Since the failed Machinist invasion of New York, things have been business as usual for the Children of the Torch. The gash in the Statue of Liberty’s face has mostly been repaired, and efforts to re-raise her have begun anew.


At their core, the Children of the Torch believe in a world of liberty and freedom, where all people are free to do follow their dreams without impeding on the ability of others to follow their respective dreams. That is to say, they believe that people should be free to do whatever they want as long as it does not have a negative consequence on another individual. They believe that no individual has the right to tell another what they can or cannot do, so long as those actions do not have a harmful impact on others.

Culture & Practices

Adherents of the religion refer to themselves as ‘Torch Bearers’, in reference to the gigantic torch that the Statue of Liberty holds in her hand. In the early days, many tried to differentiate themselves from the other people of New York Harbor by donning green robes and crowns, like their goddess, but such fashion choices are far and few in-between today. Instead, the Children of the Torch commonly identify their religion by wearing small pins somewhere on their person in the shape of a torch.

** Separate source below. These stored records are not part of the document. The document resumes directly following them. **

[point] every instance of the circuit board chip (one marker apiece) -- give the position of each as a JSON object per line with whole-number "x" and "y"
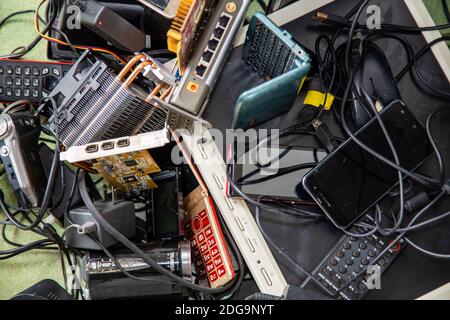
{"x": 128, "y": 172}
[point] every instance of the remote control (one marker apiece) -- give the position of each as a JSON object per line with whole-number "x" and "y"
{"x": 30, "y": 80}
{"x": 236, "y": 214}
{"x": 211, "y": 257}
{"x": 350, "y": 257}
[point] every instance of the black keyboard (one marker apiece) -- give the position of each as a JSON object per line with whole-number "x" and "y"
{"x": 350, "y": 257}
{"x": 30, "y": 80}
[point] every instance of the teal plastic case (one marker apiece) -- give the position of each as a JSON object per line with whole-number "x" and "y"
{"x": 277, "y": 57}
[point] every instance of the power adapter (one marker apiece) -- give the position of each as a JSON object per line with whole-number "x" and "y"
{"x": 120, "y": 215}
{"x": 112, "y": 27}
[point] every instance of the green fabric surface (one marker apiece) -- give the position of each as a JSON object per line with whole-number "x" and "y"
{"x": 22, "y": 271}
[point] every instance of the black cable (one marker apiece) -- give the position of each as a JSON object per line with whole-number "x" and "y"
{"x": 131, "y": 246}
{"x": 49, "y": 187}
{"x": 5, "y": 19}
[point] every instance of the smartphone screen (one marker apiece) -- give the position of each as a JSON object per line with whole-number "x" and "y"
{"x": 267, "y": 163}
{"x": 350, "y": 180}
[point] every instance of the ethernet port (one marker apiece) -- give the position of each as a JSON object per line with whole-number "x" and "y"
{"x": 123, "y": 143}
{"x": 212, "y": 44}
{"x": 218, "y": 32}
{"x": 91, "y": 148}
{"x": 200, "y": 70}
{"x": 108, "y": 145}
{"x": 223, "y": 21}
{"x": 207, "y": 55}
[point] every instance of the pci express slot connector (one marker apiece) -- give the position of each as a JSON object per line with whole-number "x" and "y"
{"x": 212, "y": 45}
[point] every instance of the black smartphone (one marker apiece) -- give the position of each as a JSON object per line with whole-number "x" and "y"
{"x": 350, "y": 180}
{"x": 262, "y": 172}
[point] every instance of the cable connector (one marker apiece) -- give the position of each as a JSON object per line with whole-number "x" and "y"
{"x": 330, "y": 19}
{"x": 86, "y": 228}
{"x": 446, "y": 187}
{"x": 325, "y": 136}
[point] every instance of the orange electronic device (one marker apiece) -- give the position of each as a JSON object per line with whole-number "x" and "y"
{"x": 209, "y": 250}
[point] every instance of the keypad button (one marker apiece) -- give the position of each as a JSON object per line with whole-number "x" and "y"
{"x": 203, "y": 248}
{"x": 221, "y": 271}
{"x": 214, "y": 251}
{"x": 196, "y": 253}
{"x": 213, "y": 277}
{"x": 201, "y": 273}
{"x": 196, "y": 224}
{"x": 207, "y": 257}
{"x": 211, "y": 242}
{"x": 210, "y": 267}
{"x": 217, "y": 261}
{"x": 205, "y": 222}
{"x": 201, "y": 238}
{"x": 208, "y": 232}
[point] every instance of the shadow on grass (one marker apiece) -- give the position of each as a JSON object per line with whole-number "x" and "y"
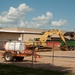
{"x": 27, "y": 68}
{"x": 8, "y": 69}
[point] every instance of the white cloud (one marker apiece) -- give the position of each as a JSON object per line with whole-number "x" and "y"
{"x": 48, "y": 16}
{"x": 14, "y": 15}
{"x": 59, "y": 23}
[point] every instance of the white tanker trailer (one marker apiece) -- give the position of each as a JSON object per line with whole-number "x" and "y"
{"x": 15, "y": 50}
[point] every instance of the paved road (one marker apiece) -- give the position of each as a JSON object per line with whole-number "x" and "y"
{"x": 47, "y": 62}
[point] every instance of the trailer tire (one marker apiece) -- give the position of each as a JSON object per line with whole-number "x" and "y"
{"x": 8, "y": 57}
{"x": 19, "y": 58}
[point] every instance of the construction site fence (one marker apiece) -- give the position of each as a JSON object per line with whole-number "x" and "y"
{"x": 55, "y": 57}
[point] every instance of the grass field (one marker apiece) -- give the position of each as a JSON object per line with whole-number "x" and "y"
{"x": 6, "y": 69}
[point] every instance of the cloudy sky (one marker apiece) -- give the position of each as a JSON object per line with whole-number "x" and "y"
{"x": 44, "y": 14}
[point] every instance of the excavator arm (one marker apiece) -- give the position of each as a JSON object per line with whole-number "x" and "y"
{"x": 51, "y": 33}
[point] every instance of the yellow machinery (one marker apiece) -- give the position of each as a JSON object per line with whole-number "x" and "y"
{"x": 42, "y": 40}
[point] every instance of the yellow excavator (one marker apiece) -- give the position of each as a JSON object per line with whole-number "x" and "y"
{"x": 42, "y": 40}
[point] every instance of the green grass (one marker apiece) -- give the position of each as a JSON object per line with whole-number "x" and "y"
{"x": 15, "y": 70}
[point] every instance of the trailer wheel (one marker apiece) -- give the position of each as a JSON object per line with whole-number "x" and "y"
{"x": 19, "y": 58}
{"x": 8, "y": 57}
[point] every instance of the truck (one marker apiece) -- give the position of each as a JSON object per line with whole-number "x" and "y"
{"x": 16, "y": 50}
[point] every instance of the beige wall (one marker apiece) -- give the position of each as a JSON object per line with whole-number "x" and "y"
{"x": 26, "y": 37}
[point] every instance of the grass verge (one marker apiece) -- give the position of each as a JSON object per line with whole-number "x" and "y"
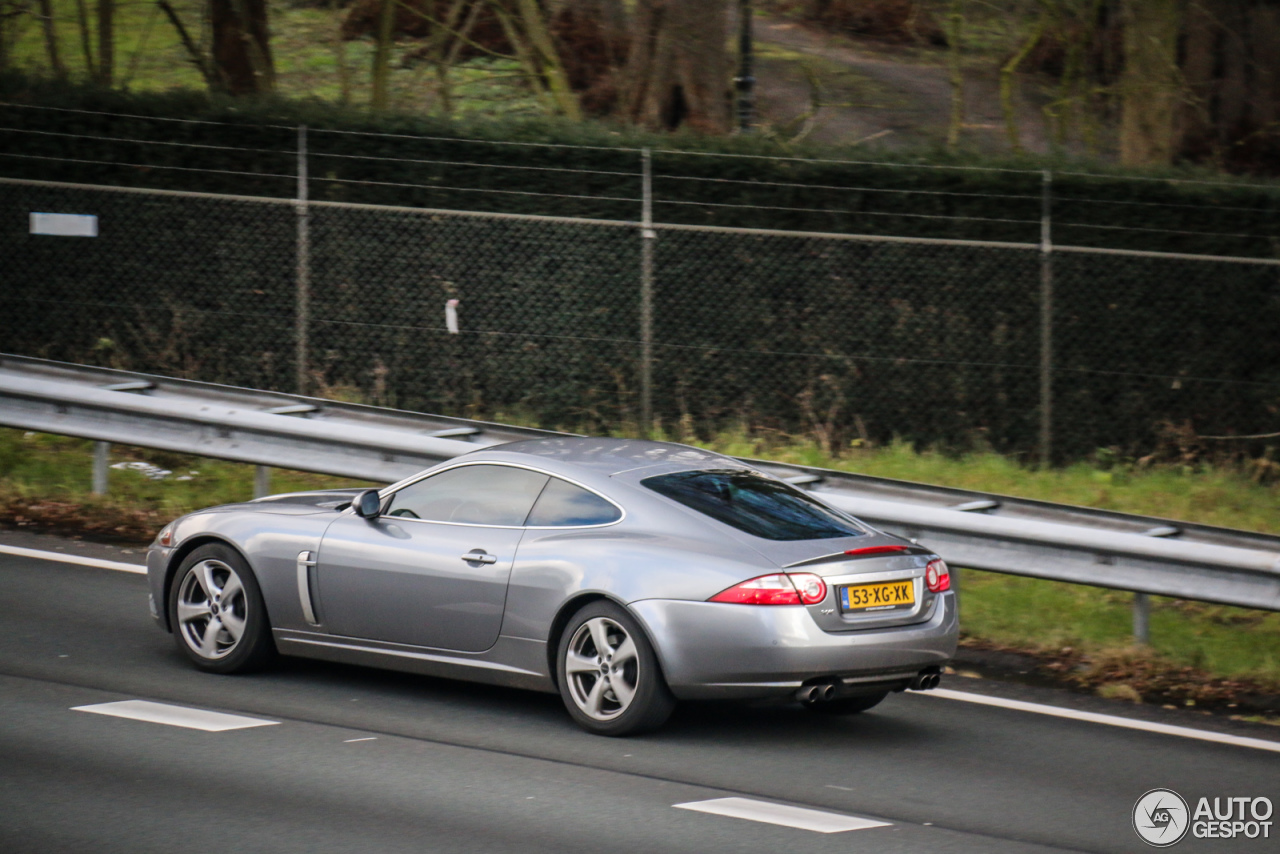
{"x": 1212, "y": 657}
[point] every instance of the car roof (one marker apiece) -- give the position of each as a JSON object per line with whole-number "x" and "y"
{"x": 616, "y": 456}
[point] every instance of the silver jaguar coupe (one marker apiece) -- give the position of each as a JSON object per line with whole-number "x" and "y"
{"x": 622, "y": 574}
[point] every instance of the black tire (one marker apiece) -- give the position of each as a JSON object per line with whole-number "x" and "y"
{"x": 213, "y": 597}
{"x": 846, "y": 704}
{"x": 618, "y": 690}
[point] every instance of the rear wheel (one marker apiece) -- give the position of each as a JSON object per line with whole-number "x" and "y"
{"x": 216, "y": 612}
{"x": 608, "y": 674}
{"x": 846, "y": 704}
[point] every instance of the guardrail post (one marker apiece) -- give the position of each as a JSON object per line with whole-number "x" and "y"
{"x": 304, "y": 268}
{"x": 261, "y": 480}
{"x": 101, "y": 459}
{"x": 1046, "y": 438}
{"x": 647, "y": 238}
{"x": 1142, "y": 619}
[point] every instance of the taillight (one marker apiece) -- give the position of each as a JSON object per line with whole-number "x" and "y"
{"x": 810, "y": 587}
{"x": 780, "y": 588}
{"x": 937, "y": 576}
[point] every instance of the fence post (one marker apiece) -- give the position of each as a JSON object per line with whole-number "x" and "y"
{"x": 101, "y": 450}
{"x": 304, "y": 268}
{"x": 261, "y": 482}
{"x": 1046, "y": 438}
{"x": 647, "y": 238}
{"x": 1142, "y": 619}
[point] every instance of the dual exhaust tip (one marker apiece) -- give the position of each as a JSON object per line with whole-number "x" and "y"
{"x": 817, "y": 693}
{"x": 926, "y": 680}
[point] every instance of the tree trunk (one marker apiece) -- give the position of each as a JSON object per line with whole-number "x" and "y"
{"x": 955, "y": 63}
{"x": 380, "y": 69}
{"x": 1200, "y": 60}
{"x": 677, "y": 71}
{"x": 86, "y": 45}
{"x": 105, "y": 41}
{"x": 242, "y": 49}
{"x": 55, "y": 62}
{"x": 1150, "y": 85}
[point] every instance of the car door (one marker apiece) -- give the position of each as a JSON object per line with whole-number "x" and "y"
{"x": 432, "y": 570}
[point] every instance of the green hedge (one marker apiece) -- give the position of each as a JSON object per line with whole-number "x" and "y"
{"x": 938, "y": 345}
{"x": 910, "y": 196}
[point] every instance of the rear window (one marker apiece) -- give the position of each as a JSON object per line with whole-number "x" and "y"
{"x": 753, "y": 503}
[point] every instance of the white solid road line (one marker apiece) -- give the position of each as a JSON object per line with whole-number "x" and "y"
{"x": 771, "y": 813}
{"x": 174, "y": 716}
{"x": 1036, "y": 708}
{"x": 1109, "y": 720}
{"x": 74, "y": 558}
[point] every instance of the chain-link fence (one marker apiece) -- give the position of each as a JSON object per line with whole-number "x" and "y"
{"x": 839, "y": 337}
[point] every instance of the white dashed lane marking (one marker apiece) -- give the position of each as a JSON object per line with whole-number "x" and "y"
{"x": 1036, "y": 708}
{"x": 771, "y": 813}
{"x": 1107, "y": 720}
{"x": 174, "y": 716}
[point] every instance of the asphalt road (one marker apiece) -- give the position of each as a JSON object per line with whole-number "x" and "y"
{"x": 371, "y": 761}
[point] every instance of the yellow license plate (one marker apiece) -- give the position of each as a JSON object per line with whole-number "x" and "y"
{"x": 878, "y": 597}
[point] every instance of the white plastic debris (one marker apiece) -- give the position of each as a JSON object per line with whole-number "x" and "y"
{"x": 451, "y": 316}
{"x": 145, "y": 469}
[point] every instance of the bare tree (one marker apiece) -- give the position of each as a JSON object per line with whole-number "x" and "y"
{"x": 677, "y": 67}
{"x": 55, "y": 60}
{"x": 1150, "y": 88}
{"x": 242, "y": 46}
{"x": 105, "y": 42}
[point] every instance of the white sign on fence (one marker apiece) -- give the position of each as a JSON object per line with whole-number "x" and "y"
{"x": 64, "y": 224}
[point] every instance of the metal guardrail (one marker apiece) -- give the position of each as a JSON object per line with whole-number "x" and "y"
{"x": 979, "y": 530}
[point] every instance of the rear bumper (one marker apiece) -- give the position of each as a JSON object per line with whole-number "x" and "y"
{"x": 711, "y": 649}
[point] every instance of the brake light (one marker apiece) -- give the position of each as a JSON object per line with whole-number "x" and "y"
{"x": 780, "y": 588}
{"x": 937, "y": 576}
{"x": 810, "y": 587}
{"x": 877, "y": 549}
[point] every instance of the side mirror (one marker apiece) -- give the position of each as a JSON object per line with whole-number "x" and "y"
{"x": 368, "y": 503}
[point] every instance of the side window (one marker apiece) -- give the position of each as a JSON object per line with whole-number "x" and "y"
{"x": 565, "y": 505}
{"x": 479, "y": 494}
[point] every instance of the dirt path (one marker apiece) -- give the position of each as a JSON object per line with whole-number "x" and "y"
{"x": 869, "y": 97}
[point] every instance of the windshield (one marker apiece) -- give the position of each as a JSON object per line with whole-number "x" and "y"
{"x": 754, "y": 503}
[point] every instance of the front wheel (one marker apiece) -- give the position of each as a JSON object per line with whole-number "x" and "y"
{"x": 608, "y": 674}
{"x": 216, "y": 612}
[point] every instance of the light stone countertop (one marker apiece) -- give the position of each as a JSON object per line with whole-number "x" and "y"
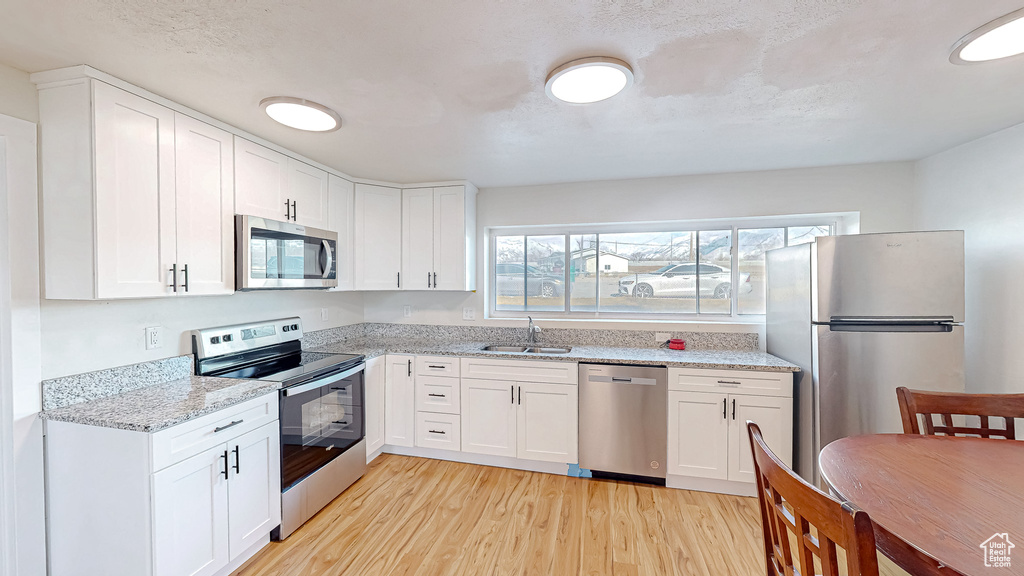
{"x": 715, "y": 359}
{"x": 157, "y": 407}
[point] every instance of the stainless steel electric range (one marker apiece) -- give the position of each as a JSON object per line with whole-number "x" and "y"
{"x": 323, "y": 450}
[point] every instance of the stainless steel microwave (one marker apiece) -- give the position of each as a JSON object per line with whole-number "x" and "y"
{"x": 271, "y": 254}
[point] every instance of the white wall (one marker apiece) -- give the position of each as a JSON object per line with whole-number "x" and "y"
{"x": 81, "y": 336}
{"x": 881, "y": 193}
{"x": 979, "y": 188}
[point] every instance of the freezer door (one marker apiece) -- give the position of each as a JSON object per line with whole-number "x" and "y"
{"x": 856, "y": 375}
{"x": 883, "y": 276}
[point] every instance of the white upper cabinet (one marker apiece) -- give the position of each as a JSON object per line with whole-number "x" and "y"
{"x": 132, "y": 194}
{"x": 378, "y": 238}
{"x": 205, "y": 206}
{"x": 272, "y": 186}
{"x": 438, "y": 228}
{"x": 342, "y": 220}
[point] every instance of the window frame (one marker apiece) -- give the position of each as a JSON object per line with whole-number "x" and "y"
{"x": 834, "y": 221}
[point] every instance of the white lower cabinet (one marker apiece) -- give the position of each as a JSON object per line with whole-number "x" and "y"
{"x": 196, "y": 499}
{"x": 399, "y": 401}
{"x": 374, "y": 405}
{"x": 709, "y": 447}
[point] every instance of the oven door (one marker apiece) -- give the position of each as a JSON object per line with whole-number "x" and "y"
{"x": 274, "y": 254}
{"x": 320, "y": 420}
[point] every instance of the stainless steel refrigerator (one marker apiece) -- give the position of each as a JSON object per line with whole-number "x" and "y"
{"x": 861, "y": 316}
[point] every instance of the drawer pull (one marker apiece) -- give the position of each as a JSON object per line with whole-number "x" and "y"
{"x": 225, "y": 426}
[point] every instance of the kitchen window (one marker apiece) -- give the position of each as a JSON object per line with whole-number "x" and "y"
{"x": 715, "y": 272}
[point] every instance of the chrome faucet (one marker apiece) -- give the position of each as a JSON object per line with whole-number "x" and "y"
{"x": 531, "y": 331}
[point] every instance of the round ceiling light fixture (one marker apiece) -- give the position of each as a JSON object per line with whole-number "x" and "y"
{"x": 589, "y": 80}
{"x": 1000, "y": 38}
{"x": 301, "y": 114}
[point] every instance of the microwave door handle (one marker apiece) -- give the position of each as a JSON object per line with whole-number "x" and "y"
{"x": 326, "y": 248}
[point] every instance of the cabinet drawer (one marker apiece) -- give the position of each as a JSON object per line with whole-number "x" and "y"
{"x": 436, "y": 394}
{"x": 187, "y": 439}
{"x": 437, "y": 366}
{"x": 758, "y": 383}
{"x": 520, "y": 370}
{"x": 438, "y": 430}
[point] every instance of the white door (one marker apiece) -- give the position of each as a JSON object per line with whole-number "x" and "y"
{"x": 378, "y": 238}
{"x": 254, "y": 489}
{"x": 134, "y": 160}
{"x": 451, "y": 238}
{"x": 418, "y": 239}
{"x": 205, "y": 206}
{"x": 774, "y": 416}
{"x": 488, "y": 417}
{"x": 341, "y": 206}
{"x": 547, "y": 427}
{"x": 399, "y": 401}
{"x": 189, "y": 501}
{"x": 374, "y": 378}
{"x": 698, "y": 435}
{"x": 260, "y": 181}
{"x": 307, "y": 190}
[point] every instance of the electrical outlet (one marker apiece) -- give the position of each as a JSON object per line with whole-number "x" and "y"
{"x": 154, "y": 337}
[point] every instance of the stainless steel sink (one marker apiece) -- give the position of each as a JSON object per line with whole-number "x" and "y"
{"x": 528, "y": 350}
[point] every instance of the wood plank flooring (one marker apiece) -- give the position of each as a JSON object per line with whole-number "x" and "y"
{"x": 416, "y": 516}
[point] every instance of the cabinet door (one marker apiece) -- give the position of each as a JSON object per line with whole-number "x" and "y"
{"x": 378, "y": 238}
{"x": 134, "y": 178}
{"x": 307, "y": 188}
{"x": 451, "y": 237}
{"x": 374, "y": 377}
{"x": 205, "y": 206}
{"x": 260, "y": 181}
{"x": 488, "y": 417}
{"x": 341, "y": 208}
{"x": 254, "y": 489}
{"x": 774, "y": 416}
{"x": 418, "y": 239}
{"x": 547, "y": 422}
{"x": 399, "y": 401}
{"x": 189, "y": 502}
{"x": 698, "y": 435}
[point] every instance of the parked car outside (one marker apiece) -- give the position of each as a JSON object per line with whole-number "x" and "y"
{"x": 509, "y": 281}
{"x": 681, "y": 281}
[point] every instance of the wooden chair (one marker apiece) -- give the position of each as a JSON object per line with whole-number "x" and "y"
{"x": 788, "y": 504}
{"x": 1004, "y": 407}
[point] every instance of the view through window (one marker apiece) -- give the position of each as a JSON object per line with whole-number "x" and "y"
{"x": 659, "y": 273}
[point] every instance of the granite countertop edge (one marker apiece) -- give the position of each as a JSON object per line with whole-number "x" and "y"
{"x": 142, "y": 410}
{"x": 717, "y": 359}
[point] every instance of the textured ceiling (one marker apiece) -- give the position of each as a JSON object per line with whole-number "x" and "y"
{"x": 444, "y": 89}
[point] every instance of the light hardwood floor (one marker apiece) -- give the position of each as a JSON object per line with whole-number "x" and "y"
{"x": 417, "y": 516}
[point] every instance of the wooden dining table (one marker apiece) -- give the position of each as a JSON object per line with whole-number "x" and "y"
{"x": 938, "y": 503}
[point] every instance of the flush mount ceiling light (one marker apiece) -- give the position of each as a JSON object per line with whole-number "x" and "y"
{"x": 998, "y": 39}
{"x": 588, "y": 80}
{"x": 301, "y": 114}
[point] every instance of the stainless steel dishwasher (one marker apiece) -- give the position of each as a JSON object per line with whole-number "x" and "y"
{"x": 623, "y": 419}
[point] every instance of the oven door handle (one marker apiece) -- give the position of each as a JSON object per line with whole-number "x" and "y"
{"x": 321, "y": 382}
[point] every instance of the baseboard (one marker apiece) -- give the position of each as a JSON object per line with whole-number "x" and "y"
{"x": 709, "y": 485}
{"x": 245, "y": 557}
{"x": 482, "y": 459}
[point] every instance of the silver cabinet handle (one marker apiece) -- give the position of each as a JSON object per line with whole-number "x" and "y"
{"x": 225, "y": 426}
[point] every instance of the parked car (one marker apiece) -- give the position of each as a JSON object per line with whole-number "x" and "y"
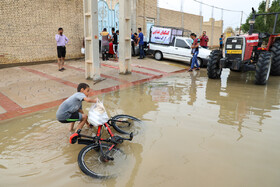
{"x": 174, "y": 47}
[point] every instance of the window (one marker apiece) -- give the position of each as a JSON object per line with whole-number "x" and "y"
{"x": 181, "y": 43}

The Children of the Torch do not have an officially recognized hierarchy. Older, wiser, more learned members of the group are looked upon as de facto leaders, but all members are considered of equal stature.

The group recognizes a single holiday, Liberty Day, which is celebrated on July 4th. Thanks to their connections with the government of Libeteria and their contributions to it when it first was founded, the entire nation celebrates the holiday- much to the consternation of the East Coast Catholic Church.


The Children of the Torch have a contentious relationship with the Federal Republic of Libeteria, the government that purchased Liberty Island years ago. Seeing how industrious and prosperous the residents of the other harbor island were, the Children of the Torch agreed to enter into a pact with the ambitious and charismatic Jay Talbert, in exchange for enough caps and workers to repair and rebuild their precious statue of lady liberty. The leaders at the time were somewhat shortsighted and did not take into account how submitting themselves to an outsider government would make them subject to various laws and policies that they might not agree with. In the years since, as the bureaucracy that is the Federal Republic of Libeteria has grown, and more and more legislation has passed, the Children have bristled at the various laws restricting the freedoms of others, most notably chems. While drugs and their trade have been a problem for the government of Libeteria, the Children of the Torch believe that the use of such substances is completely up to the individual, and that nobody has the right to deny them that right.

The East Coast Catholic Church has labeled the Children of the Torch dangerous, citing the group as an organization that will “lead individuals down a path of false hope.” Because the Children are so deeply entrenched on Liberty Island, and as such, the Federal Republic of Libeteria, they dare not condemn the group more harshly for fear of alienating the government of the federal republic. According to conspiracy theorists, in 2263, Pope David authorized the terror attack on the Statue of Liberty in 2263 that was officially blamed on The Machinists. They cite the means of attack- a lone individual scaling the statue rather than a machine- and supposedly secret meetings between the members of the federal republic and high ranking priests years earlier.